Konzert in den Rotondes / Politischer Punk mit langer Tradition
Als die erste Punk-Explosion in der zweiten Hälfte der 1970er Jahre schon verklungen war, trat eine neue, radikal politisierte Generation von Bands auf, die ihre anarchistischen Ansichten kundtaten. Ihre bekanntesten Vertreter waren Crass – und in deren Fahrwasser Conflict. Letztere tritt am kommenden Sonntag mit der Luxemburger Punk-Legende Petrograd als Vorband auf.
Der Beginn einer Revolution ist schwer festzulegen. Meistens gibt es Prototypen. Vielleicht kam es zu der Initialzündung einer der bis heute wichtigsten subkulturellen Bewegungen vor 50 Jahren, als der Künstler und Modemacher Malcolm McLaren nach New York reiste und auf die New York Dolls aufmerksam wurde und in ihrem travestieartigen Trash-Style das nötige Potenzial zur Provokation entdeckte. Und er sah die Ramones, nicht nur musikstilistisch, sondern auch durch ihre Texte eine der ersten Punkbands.

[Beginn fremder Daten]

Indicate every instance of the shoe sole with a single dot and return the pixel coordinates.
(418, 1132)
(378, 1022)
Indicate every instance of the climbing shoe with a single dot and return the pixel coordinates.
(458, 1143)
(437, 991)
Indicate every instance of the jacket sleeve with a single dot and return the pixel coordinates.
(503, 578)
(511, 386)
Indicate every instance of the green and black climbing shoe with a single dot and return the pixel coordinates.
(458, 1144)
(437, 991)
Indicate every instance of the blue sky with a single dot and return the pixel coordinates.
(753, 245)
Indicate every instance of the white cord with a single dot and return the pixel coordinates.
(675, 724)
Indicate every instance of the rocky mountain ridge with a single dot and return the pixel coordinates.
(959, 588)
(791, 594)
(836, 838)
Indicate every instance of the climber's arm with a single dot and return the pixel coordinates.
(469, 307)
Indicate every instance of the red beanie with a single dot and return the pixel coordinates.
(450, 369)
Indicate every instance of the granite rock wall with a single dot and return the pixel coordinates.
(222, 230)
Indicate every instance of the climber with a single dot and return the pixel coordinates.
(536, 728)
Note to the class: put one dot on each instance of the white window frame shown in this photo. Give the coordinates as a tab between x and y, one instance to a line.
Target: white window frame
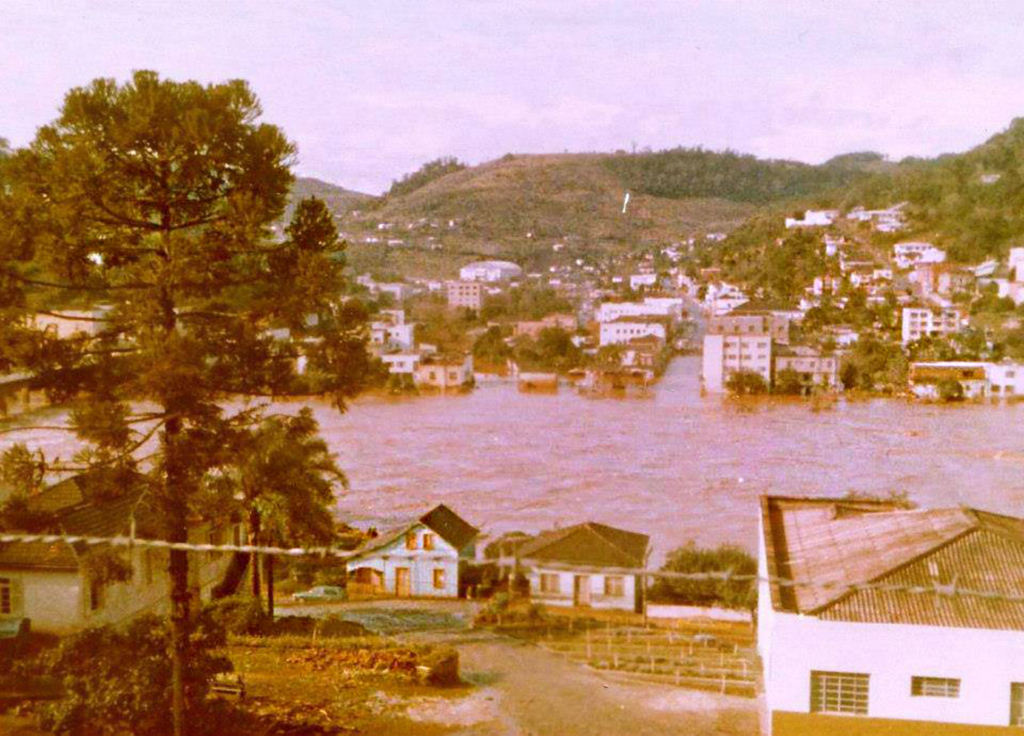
842	693
931	687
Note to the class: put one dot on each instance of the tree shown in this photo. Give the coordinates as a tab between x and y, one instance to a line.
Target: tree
148	204
726	558
283	476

Was folgte, ist Popgeschichte: Zurück in England, erschuf MacLaren die Sex Pistols. Unzählige weitere Punkgruppen entstanden, vorneweg Bands wie die Buzzcocks, The Damned und The Clash – nicht zu vergessen die UK Subs. Der US-amerikanische Musikjournalist Greil Marcus begab sich in seinem Buch „Lipstick Traces“ auf kulturhistorische Spurensuche und wurde beim Dadaismus und bei den Situationisten fündig.
Zwar provozierten die Sex Pistols mit ihrem Auftreten und ihren Songs, das Ganze war aber nicht viel mehr als eine unreflektierte Provokation. McLaren ging es vor allem ums Image und nicht um die Substanz. Ein T-Shirt mit Hakenkreuz, wie es Sid Vicious trug, um zu schockieren, oder ein Union Jack, das ein Konterfei der Queen oder von Karl Marx zeigte – alles Politische wurde nur noch auf oberflächliche Zeichen reduziert, und auf Kommerz.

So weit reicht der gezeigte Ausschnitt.